(Cracked) down

louiecat

Shared on Tue, 03/13/2007 - 07:49
I dunno.......I bought Crackdown a few weeks back. I was really looking forward to it too. I still have fond memories of those first few moments playing Vice City and giggling like a schoolboy while mowing down my first pedestrian and feeling like Damien in a big van. That feeling hasn't been matched by sandbox type games since. I was really looking forward to pretending to be a big black man with a super suit and bouncing all over a city I didn't have to unlock by doing missions that drove me round the bend with their extreme difficulty spikes and remote control helicopter bombers.......

but it has been a disappointment. I like the bouncing around and collecting green orbs. I even like the driving and the explosions, but the missions are the same mission over and over again and for someone like me, who doesn't have that much time to play, they are tiring. Its basically a shooting mission replayed in different locations and at varying difficulty levels: shoot everything until you get to the boss. Then punch him or her in the face until they are dead.

Granted, there are different ways you can go about this and I did have real fun on the lighthouse mission, but there are only so many ways to skin a cat, and to be honest, I don't have the time or the inclination to be really inventive and learn to set up ramps to jump into buildings and go all "Just Cause" on a boss.

I guess I have learned I like to be led a bit more. I like Ghost Recon AW single player. I can take it at my own pace, its linear, I can pretend to be an expert marksman and when I'm done I feel like I've gotten somewhere.

Don't get me wrong, I'm all for spontaneity and the unforeseen in a game, its just that I don't have the time and simply can't be arsed to play exploit the so-called "chemistry set" the director of Crackdown described it as.........I mentioned Just Cause above. I have to say that I have had much more fun with this game. I found that it was much easier and more inviting to try different things out during the missions and it was much more likely that something utterly mad and wonderful would occur as I did - a helicopter was never far away, I could always get airborne from a car or boat and there is NOTHING that beats escaping by the skin of your teeth after a successful mission by riding a big motorcycle of a cliff and then freefalling to safety as the tropical sun goes down......in Crackdown, I'd still be on the ground, emotionally as well as physically.

The most exciting bits in Crackdown are when you're airborne - or nearly airborne.
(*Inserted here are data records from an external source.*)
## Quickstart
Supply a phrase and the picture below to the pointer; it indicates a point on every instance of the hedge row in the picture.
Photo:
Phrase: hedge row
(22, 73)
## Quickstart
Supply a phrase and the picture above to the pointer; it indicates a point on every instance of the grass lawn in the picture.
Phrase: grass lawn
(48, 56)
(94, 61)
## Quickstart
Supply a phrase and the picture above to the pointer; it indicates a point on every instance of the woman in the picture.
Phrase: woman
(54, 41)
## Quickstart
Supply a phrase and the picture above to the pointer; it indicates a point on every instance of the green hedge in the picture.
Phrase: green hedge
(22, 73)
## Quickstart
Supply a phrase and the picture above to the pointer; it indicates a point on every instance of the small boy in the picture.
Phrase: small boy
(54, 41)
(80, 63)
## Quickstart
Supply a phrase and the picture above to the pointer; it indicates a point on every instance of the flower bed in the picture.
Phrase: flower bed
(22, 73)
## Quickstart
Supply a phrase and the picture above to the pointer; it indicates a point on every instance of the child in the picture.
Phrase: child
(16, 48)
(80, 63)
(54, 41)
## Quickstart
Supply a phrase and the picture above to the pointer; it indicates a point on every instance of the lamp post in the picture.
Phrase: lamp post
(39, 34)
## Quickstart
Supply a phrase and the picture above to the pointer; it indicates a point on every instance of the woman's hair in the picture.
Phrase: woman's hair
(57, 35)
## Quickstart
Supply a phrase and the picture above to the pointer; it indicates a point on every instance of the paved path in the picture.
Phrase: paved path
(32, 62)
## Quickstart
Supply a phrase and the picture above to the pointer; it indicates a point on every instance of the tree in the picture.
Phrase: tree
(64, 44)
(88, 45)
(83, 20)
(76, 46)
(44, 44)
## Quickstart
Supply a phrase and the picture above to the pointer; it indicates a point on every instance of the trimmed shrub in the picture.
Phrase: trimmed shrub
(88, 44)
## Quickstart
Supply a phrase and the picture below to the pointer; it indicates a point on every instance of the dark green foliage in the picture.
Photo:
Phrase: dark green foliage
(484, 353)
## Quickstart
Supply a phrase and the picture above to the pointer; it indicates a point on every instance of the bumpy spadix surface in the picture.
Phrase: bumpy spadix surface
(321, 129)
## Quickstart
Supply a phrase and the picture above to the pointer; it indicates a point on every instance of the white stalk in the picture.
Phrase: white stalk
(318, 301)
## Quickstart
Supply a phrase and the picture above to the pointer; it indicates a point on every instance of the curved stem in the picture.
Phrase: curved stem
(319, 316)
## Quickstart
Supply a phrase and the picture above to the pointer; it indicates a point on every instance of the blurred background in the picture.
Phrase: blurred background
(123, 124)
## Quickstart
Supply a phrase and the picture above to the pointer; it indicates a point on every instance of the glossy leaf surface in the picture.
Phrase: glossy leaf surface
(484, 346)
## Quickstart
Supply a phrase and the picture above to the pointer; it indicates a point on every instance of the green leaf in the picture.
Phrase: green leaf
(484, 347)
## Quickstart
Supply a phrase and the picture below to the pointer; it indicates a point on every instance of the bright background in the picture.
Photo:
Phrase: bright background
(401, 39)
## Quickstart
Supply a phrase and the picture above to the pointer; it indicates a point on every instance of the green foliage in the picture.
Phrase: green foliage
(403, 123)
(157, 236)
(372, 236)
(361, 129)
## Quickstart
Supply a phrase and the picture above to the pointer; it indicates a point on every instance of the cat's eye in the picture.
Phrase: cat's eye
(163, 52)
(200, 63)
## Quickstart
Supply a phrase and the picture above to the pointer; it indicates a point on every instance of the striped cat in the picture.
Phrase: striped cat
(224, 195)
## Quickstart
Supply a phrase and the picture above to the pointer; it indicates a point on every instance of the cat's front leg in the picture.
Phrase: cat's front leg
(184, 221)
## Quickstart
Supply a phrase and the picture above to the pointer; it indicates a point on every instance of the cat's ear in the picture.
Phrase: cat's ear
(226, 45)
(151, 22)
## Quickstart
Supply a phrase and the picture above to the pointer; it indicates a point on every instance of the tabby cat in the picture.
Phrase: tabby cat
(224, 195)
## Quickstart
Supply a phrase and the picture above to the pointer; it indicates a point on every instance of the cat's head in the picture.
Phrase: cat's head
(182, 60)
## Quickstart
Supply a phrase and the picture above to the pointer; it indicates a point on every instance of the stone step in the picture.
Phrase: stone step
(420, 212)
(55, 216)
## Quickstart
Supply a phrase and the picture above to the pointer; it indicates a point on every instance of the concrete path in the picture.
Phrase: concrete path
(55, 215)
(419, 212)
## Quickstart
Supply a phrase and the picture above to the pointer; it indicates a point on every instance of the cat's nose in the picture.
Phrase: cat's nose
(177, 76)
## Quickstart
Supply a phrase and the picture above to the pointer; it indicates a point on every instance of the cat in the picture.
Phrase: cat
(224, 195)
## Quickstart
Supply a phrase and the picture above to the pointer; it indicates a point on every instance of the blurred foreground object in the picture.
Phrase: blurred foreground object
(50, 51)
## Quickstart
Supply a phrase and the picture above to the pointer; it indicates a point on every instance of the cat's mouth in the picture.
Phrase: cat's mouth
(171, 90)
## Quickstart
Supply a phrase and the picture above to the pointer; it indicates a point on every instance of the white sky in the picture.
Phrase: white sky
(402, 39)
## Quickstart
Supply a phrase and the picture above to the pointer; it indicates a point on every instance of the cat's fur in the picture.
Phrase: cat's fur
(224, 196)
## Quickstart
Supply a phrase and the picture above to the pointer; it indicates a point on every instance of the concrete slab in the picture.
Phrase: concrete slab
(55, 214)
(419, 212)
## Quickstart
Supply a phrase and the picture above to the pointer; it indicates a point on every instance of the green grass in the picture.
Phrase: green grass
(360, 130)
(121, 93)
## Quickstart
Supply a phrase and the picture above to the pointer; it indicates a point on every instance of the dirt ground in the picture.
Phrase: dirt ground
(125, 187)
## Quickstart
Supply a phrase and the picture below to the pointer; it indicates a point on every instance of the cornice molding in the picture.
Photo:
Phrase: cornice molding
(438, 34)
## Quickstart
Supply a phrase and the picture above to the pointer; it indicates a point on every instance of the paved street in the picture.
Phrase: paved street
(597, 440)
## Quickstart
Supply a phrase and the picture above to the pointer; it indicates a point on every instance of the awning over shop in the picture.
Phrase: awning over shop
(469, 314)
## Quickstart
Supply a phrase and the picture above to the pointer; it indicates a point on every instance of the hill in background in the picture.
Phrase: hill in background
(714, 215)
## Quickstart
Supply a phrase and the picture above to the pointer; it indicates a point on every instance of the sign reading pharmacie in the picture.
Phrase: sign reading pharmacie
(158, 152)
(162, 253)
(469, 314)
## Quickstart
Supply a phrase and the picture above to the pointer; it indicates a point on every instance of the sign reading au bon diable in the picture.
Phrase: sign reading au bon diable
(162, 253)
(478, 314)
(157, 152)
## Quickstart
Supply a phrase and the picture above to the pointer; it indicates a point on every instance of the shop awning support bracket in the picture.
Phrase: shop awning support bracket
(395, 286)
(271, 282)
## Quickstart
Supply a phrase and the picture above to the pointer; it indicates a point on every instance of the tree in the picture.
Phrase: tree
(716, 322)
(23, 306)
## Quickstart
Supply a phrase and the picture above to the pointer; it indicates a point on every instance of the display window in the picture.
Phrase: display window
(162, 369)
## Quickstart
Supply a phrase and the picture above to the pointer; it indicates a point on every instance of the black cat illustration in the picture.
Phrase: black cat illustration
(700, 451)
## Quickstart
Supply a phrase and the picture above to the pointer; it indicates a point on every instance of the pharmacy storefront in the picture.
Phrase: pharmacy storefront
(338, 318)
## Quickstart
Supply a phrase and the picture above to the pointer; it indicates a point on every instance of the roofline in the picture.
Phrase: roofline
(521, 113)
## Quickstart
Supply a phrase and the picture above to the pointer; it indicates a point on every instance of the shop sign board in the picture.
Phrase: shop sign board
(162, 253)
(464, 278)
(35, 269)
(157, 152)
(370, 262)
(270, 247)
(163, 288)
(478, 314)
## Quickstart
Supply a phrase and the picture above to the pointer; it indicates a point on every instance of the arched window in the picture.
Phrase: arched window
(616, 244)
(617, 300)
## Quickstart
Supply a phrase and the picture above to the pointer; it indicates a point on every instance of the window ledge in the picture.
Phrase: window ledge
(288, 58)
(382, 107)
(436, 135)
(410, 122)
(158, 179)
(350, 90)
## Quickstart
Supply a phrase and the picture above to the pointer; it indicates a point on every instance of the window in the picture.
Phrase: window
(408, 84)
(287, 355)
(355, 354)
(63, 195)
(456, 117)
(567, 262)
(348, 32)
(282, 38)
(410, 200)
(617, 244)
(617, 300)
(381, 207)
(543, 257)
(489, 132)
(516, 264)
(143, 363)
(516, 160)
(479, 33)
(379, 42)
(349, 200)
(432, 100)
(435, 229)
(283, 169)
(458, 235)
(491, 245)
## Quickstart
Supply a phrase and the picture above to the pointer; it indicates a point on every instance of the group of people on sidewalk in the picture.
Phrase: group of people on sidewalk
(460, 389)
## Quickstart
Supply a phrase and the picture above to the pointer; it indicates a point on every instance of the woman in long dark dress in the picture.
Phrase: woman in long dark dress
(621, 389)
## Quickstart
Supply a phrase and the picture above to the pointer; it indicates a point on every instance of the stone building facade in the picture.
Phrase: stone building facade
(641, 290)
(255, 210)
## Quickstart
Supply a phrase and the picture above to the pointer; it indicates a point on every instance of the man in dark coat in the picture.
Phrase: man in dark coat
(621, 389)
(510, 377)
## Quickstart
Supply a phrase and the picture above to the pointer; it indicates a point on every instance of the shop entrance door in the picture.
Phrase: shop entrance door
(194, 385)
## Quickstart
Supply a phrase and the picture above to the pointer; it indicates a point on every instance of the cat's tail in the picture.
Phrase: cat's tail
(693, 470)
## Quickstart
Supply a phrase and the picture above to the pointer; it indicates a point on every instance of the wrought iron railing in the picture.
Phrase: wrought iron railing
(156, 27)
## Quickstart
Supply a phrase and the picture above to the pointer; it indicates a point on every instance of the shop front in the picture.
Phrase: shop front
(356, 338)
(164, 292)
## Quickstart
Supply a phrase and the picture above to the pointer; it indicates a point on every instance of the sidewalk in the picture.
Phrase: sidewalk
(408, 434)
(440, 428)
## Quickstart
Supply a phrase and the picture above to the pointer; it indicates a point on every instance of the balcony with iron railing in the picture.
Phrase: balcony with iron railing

When you're scaling the agency tower to jump from the top or bounding around like a roided-up Easter Bunny from rooftop to rooftop......but even then you're not really doing anything.....you're not really fighting baddies and you're not really free...not in the same take-your-breath-away way that I found with Just Cause anyhow.

The thing with Crackdown is that even with all that freedom, you're not really taking off and flying, and if you really look, there isn't much to do in town.
Just Cause's world was big, wide and empty, but somehow you could enjoy that emptiness more, and the main missions, albeit limited in number, are much more FUN. In Just Cause I can feel that I've achieved something after only 30 minutes, much like Ghost Recon, and both games make me feel like an expert spy or soldier for a moment or two. But Crackdown doesn't do that. Unless I'm bounding about collecting orbs, then I feel like a kid at christmas who has just found out that of the huge pile of gifts under the tree, only two were for him, and one was another pair of socks for school.

My feeling is that Crackdown is as empty as Just Cause, and certainly not as ambitious. It smacks of laziness on the part of the design team. If you take away the agility and the orbs, theres nothing there but bullets.

Comments

CofC's picture
Submitted by CofC on Tue, 03/13/2007 - 11:30
I don't have a 360 yet so haven't played it, but some games just don't do it for ya. I think it has been a better game for most though. That a lot of people bought it simply to access the Halo beta, created a negative expectation for the game. Liked the review.
louiecat's picture
Submitted by louiecat on Tue, 03/13/2007 - 12:11
ta. I bought the game on the strength of online expectations. I'll revisit in short bursts no doubt...
NotStyro's picture
Submitted by NotStyro on Tue, 03/13/2007 - 13:14
I've bought the game and largely enjoyed the sandbox type gameplay. The freedom to level-up, follow a mission, cleaning-up the small punk gangs, or terrorizing cops or citizens, or and mix of those, appeals greatly to me. I do see you point of view about the game requiring good amounts of time to get the feeling you have accomplished something within the game. I try to make sure I have enough time before I play, or I just go in to goof-off.